Adds the strictOverrides option to getAppConfig (default off, no behavior
change for existing callers).
* ♻️ refactor: Resolve MCP allowlists per-request (tenant-scoped) instead of a global singleton
Supersedes the prior global-mutation approach. MCP allowlists live in
mcpSettings, which is tenant/principal-scoped admin config, so a process-wide
singleton value is the wrong model — it caused cross-tenant bleed and stale
reads.
Instead, inject a resolver (from the app layer, where the merged config lives)
that the registry calls per inspection and per connection. It reads the ALS
tenant context via getAppConfig and accepts the acting user so user/role-scoped
overrides resolve; config-source inspection (no user) resolves at tenant scope.
Falls back to the YAML base allowlists when no resolver is set or the lookup
fails, so a transient error fails to the operator baseline rather than
disabling the allowlist.
Removes the now-unnecessary setAllowlists / boot-seed / invalidateConfigCaches
refresh / getAppConfig.strictOverrides machinery.
* 🔒 fix: Scope config-source cache by allowlist; resolve OAuth allowlists per-request
Address Codex review of the per-request resolver:
- Config-source cache key now folds in the resolved allowlists, not just the
raw-config hash.

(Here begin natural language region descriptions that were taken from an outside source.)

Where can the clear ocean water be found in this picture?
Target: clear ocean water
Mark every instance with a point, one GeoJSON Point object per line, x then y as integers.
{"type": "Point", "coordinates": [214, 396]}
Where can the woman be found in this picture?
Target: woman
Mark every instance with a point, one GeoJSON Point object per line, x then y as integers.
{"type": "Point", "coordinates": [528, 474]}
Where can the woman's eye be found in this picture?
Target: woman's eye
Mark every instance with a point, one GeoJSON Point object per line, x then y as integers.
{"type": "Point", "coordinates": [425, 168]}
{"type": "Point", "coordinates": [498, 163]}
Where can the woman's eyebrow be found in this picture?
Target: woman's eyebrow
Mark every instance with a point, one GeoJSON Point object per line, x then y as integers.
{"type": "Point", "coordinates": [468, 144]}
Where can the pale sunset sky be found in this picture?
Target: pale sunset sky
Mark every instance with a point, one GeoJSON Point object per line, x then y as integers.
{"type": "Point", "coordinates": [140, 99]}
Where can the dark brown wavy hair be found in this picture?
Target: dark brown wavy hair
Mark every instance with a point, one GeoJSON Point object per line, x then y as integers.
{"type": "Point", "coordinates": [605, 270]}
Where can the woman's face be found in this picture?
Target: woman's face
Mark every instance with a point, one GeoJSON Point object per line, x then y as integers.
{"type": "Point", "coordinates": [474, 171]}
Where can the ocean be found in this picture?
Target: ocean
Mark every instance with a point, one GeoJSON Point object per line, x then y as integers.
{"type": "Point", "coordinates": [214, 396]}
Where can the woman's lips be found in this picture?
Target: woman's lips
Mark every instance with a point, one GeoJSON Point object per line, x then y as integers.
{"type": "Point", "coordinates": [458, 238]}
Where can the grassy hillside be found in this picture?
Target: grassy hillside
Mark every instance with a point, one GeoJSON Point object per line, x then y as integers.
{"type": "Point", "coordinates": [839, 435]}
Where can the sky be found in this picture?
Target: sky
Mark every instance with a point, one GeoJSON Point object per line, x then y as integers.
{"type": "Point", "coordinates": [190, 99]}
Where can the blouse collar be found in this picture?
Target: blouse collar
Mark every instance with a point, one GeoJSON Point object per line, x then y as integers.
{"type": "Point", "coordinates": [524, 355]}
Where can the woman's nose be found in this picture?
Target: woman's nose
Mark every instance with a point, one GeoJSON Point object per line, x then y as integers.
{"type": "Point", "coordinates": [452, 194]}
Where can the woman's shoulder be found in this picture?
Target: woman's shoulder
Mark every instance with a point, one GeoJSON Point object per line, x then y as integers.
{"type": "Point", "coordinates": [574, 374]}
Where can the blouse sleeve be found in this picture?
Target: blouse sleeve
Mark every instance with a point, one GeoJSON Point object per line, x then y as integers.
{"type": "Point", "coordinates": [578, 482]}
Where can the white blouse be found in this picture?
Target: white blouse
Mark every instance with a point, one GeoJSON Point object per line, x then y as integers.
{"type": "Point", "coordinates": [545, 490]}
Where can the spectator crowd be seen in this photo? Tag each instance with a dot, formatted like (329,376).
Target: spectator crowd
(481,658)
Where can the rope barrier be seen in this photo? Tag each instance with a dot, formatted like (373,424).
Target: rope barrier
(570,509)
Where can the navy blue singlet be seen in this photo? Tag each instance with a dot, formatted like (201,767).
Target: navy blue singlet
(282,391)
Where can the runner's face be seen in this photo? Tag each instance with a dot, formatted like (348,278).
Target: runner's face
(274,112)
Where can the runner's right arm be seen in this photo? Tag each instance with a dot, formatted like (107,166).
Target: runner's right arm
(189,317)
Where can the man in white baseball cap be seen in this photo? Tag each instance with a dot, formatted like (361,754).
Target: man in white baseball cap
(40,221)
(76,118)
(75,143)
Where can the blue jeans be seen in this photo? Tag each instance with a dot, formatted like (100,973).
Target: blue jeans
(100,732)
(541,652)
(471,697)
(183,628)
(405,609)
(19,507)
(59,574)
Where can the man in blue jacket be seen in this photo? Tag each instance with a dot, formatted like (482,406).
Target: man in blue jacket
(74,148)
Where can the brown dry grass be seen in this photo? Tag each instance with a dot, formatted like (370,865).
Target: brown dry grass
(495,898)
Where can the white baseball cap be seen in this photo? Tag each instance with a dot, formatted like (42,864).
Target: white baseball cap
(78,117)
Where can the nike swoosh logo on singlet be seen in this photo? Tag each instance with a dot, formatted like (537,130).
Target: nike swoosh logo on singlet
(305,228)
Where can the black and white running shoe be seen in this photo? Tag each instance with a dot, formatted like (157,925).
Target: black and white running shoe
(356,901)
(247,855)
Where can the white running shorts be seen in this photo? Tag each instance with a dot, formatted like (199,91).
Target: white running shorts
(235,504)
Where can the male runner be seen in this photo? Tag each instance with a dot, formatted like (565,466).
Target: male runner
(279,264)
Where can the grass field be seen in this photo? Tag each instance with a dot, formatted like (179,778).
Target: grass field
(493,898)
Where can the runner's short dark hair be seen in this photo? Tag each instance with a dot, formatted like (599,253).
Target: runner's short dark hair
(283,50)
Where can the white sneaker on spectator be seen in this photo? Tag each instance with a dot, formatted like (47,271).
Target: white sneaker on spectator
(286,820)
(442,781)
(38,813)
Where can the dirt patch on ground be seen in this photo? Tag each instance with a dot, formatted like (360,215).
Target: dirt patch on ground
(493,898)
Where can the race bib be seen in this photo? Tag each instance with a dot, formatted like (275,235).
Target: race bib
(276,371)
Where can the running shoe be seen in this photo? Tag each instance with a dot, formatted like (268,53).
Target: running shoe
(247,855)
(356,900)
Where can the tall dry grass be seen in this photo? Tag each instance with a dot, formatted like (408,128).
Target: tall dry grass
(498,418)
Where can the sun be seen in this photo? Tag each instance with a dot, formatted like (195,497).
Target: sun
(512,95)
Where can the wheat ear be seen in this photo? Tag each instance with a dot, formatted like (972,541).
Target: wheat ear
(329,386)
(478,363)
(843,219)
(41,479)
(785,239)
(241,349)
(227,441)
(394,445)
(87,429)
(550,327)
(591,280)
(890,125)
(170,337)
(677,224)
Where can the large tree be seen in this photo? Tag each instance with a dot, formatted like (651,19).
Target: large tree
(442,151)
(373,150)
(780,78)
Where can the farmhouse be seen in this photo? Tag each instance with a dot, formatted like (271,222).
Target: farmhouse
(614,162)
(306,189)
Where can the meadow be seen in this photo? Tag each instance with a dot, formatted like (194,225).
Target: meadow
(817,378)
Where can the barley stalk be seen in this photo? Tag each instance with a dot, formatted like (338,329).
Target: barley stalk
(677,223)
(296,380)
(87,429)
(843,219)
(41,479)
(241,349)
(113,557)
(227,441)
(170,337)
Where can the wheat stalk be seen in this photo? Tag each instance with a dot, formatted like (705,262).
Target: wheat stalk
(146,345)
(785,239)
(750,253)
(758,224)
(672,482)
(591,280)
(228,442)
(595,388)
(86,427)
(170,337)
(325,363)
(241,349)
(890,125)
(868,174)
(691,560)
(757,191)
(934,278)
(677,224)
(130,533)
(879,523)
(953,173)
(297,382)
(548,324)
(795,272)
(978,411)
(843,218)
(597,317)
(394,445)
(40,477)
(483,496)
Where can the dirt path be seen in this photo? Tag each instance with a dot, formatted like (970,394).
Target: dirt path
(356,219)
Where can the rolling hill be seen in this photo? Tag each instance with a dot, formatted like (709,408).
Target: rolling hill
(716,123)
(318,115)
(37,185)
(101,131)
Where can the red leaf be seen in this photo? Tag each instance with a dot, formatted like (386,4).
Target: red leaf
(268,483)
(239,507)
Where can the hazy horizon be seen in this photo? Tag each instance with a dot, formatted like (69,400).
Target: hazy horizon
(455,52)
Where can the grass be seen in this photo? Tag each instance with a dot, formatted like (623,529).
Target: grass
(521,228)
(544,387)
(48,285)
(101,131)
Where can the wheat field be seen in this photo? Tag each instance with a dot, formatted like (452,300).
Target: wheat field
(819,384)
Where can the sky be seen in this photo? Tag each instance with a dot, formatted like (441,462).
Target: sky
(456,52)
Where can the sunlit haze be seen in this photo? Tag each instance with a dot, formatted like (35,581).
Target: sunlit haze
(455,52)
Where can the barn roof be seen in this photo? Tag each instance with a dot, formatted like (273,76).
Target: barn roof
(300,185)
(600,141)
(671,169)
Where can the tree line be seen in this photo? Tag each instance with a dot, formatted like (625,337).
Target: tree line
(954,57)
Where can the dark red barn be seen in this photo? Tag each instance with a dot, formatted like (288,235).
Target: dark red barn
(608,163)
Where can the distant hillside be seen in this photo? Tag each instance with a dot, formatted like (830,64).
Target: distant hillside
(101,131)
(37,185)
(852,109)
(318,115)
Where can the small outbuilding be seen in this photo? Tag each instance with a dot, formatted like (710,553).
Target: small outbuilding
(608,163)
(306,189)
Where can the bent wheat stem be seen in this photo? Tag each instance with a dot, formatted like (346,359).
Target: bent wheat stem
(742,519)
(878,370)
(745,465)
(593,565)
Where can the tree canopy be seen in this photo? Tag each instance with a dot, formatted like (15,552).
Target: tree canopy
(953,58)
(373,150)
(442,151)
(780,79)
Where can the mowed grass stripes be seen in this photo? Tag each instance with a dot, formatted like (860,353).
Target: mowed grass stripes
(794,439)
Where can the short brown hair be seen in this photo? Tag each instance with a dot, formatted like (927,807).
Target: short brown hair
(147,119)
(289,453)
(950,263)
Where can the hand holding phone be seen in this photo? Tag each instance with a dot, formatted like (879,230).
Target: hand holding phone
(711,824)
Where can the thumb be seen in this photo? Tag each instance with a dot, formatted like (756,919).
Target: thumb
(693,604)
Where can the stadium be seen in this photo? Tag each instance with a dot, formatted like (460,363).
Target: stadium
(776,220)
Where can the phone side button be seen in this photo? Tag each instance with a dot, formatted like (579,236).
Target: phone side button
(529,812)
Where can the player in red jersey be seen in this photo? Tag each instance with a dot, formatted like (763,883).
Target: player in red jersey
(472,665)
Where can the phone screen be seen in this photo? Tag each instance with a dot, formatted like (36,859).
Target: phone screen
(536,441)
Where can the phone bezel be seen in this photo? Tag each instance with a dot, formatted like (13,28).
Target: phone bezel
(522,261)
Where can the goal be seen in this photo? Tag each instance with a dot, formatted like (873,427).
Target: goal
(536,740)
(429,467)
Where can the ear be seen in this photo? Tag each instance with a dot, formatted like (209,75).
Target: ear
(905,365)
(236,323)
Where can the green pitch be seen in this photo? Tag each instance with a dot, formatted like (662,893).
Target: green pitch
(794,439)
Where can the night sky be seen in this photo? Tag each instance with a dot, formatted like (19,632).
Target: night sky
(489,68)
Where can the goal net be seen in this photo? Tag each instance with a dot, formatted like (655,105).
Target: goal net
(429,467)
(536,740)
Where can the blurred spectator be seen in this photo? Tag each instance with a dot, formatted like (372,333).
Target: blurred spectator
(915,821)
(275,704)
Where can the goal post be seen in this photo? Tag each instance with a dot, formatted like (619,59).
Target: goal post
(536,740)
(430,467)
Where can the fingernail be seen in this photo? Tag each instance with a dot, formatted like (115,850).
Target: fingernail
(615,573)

Inspection results became allowlist-dependent, so without
this a tenant whose allowlist rejects a URL could poison the shared key with
an inspectionFailed stub for a tenant that allows it (and vice versa). The
tenant-scoped allowlist is resolved once per ensureConfigServers pass and
threaded through the cache key + inspection.
- The two remaining request-time OAuth allowlist reads now use the merged
config instead of the YAML base getters: the fallback OAuth-initiate path
(routes/mcp.js) via resolveAllowlists, and OAuth revocation
(UserController.maybeUninstallOAuthMCP) via the request's already-merged
appConfig.mcpSettings. Without this, an OAuth endpoint allowed only by an
admin-panel override was rejected while inspection/connection allowed it.
* ✅ test: Update MCP OAuth registry/config mocks for per-request allowlists
CI fix for the Finding-12 change. The OAuth-initiate route now calls
registry.resolveAllowlists() and the revocation path reads the merged
appConfig.mcpSettings, so the affected specs' mocks were asserting the old
base-getter values:
- routes/__tests__/mcp.spec.js: add resolveAllowlists to the registry mock.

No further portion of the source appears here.